Heutige vergleichbare Pflanzen wachsen in subtropischen
Gebieten Ostasiens, Nordamerikas und des Mittelmeergebietes.
Die Moorentwicklung begann mit Sumpfwald, in dem
die Wasserfichte, eine Verwandte der Sumpfzypresse, wuchs. Der von diesem
Moortyp gebildete Torf wurde zum Substrat für das folgende Buschmoor,
ein dichtes immergrünes Moorgebüsch mit Magnolien und Heidekrautgewächsen.

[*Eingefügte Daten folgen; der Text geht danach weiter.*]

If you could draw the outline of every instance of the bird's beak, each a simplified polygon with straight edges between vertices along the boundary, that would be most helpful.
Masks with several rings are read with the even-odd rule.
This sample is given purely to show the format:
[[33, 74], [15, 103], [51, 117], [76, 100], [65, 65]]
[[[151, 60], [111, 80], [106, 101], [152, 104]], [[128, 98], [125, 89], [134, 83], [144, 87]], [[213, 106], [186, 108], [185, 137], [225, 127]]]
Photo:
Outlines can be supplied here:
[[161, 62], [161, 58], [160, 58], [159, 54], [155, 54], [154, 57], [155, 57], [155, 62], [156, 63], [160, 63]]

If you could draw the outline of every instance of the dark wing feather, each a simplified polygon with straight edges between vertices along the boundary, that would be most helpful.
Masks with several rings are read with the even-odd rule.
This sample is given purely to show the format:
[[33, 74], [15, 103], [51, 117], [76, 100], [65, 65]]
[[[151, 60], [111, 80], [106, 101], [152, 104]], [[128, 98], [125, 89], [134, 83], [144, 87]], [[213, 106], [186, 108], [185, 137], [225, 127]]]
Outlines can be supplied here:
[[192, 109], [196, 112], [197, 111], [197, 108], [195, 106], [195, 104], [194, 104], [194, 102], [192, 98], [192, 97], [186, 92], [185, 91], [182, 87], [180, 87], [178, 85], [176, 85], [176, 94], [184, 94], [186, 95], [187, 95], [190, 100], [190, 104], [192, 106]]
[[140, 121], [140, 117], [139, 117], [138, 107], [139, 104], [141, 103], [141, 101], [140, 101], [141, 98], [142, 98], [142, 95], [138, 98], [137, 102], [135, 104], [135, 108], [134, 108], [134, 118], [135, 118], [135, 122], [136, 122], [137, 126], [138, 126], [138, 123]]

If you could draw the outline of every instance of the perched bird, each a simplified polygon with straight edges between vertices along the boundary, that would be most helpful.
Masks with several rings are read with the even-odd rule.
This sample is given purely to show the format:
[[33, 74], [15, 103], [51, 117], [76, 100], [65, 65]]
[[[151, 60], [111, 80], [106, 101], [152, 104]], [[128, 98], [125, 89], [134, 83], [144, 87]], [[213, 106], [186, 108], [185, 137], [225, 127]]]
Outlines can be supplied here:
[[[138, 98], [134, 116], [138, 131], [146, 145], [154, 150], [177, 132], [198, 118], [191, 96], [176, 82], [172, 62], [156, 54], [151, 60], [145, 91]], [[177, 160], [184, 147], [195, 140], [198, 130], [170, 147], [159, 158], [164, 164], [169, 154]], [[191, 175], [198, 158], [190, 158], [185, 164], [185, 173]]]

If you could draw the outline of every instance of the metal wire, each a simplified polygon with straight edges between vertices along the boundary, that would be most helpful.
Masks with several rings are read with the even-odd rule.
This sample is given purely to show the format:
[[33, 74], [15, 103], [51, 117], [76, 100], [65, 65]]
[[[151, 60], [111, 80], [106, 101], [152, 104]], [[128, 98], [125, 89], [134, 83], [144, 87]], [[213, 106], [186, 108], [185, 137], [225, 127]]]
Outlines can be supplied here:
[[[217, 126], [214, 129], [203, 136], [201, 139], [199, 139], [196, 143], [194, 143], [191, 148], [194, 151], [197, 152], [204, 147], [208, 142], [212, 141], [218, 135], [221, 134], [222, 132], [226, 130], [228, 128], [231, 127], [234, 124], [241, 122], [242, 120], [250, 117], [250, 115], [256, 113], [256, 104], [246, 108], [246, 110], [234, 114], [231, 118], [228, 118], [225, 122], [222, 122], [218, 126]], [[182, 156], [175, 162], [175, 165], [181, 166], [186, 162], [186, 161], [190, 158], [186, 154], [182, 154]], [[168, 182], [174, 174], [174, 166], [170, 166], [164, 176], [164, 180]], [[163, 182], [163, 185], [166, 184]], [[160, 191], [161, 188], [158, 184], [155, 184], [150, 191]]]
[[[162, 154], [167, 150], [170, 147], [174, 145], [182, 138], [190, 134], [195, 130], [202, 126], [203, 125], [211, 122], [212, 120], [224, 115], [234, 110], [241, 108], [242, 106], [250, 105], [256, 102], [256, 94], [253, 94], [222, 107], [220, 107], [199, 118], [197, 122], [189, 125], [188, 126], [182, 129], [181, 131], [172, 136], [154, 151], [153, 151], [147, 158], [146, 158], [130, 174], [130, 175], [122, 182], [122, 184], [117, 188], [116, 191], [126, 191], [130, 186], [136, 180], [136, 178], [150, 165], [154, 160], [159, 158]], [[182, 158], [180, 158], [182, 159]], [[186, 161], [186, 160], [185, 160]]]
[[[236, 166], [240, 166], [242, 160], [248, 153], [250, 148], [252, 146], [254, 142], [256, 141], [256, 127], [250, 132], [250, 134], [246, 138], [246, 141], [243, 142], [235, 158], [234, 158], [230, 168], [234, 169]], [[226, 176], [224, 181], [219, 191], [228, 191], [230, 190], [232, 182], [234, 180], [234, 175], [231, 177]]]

Wo der Boden fest genug war, wuchsen auch Eichen mit schmalen ganzrandigen
Blättern, Spießtanne und Mammutbaum. Absenkung des Untergrundes
und dadurch bedingter höherer Wasserstand führte zu einem Riedmoor
(Grasmoor) mit Seggen und Wollgras, auf offenen Wasserflächen Seerosen
und auf festeren Standorten Gagelsträucher. Bei Verlandung entwickelte
sich daraus ein Kiefern-Waldmoor mit Fächerpalmen, Sicheltannen,
Heidekrautgewächsen und Gagelsträuchern. Bei weiterer Verlandung
folgte ein Schirmtannen-Hochmoor.
Diese verschiedenen Moortypen können sich in Abhängigkeit vom
Wasserstand auch nebeneinander entwickeln, wie es in unserem Kohlemoor
dargestellt wird.
Fossiler Mammutbaumstubben
(Foto: S. Striegler)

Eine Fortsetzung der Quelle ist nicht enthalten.